Welcome (actually, not welcome) to Our Fine Hotel

I have spent so much of my life is foreign countries, I am quite used to not fitting in. I am usually the only professional woman,North AmericanUK citizen and/or Christian in the meeting, in the store, in the building, in the cafe. Being “other” doesn’t bother me, but when the “othering” happens in my native country, it is an odd feeling.

I spent 2 days at a hotel in my hometown this past summer and it was fascinating to be emphatically put in my place and made to feel unwelcome.

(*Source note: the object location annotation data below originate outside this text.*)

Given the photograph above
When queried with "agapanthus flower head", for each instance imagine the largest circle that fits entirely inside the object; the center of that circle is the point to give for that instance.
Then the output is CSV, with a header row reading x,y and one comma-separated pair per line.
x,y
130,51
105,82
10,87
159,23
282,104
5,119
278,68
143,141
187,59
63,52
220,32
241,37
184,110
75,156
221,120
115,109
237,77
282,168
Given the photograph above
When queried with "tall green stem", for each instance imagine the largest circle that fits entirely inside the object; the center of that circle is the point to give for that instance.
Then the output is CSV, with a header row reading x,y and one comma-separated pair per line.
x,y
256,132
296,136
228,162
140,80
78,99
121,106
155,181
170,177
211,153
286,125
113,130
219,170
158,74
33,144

When I had made the reservation, I had asked for a “quiet room.” And when I walked into the room, what do I see? A door connecting my room to another room – yes, the door is locked, but connecting doors are less sound-proof. And yes, I could hear every word of the news report the people next door werelistening to. Sigh.

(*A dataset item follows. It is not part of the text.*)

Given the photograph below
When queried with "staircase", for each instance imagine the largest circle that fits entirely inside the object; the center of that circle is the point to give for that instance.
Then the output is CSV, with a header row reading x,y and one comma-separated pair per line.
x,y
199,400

I go back to the reception desk and am told there is nothing to be done because, shrug, you are the last person to check in. It’s 10pm. I guess all the real people show up at hotels at 4 pm and are tucked into bed by this time.

So back to my loud room, where there is a carefully wrapped, home-made treat on the desk. No label to say what it was and no list of ingredients. Clearly, “real people” know what it is and have no food allergies.

It was impressive how the staff missed no opportunity to show their displeasure with my presence. At breakfast they first morning, the waiter brought me the check WHILE I WAS STILL EATING. And the buffet was open for another 45 minutes. As I had nothing else to do while ignoring the check, I kept tabs on the other tables. All the other guests had the check brought upon request or after they had tossed their napkins on the table.

And such a breakfast! A feast for Puritans! The coffee was served from an URN! When was the last time you saw that? The scrambled eggs were cold and the only one kind of juice: orange. The bread (one kind, did you want a CHOICE of bread? You heathen!) was piled in one area, nowhere near the toaster. And (happy mortification of the flesh!) the butter was missing in action.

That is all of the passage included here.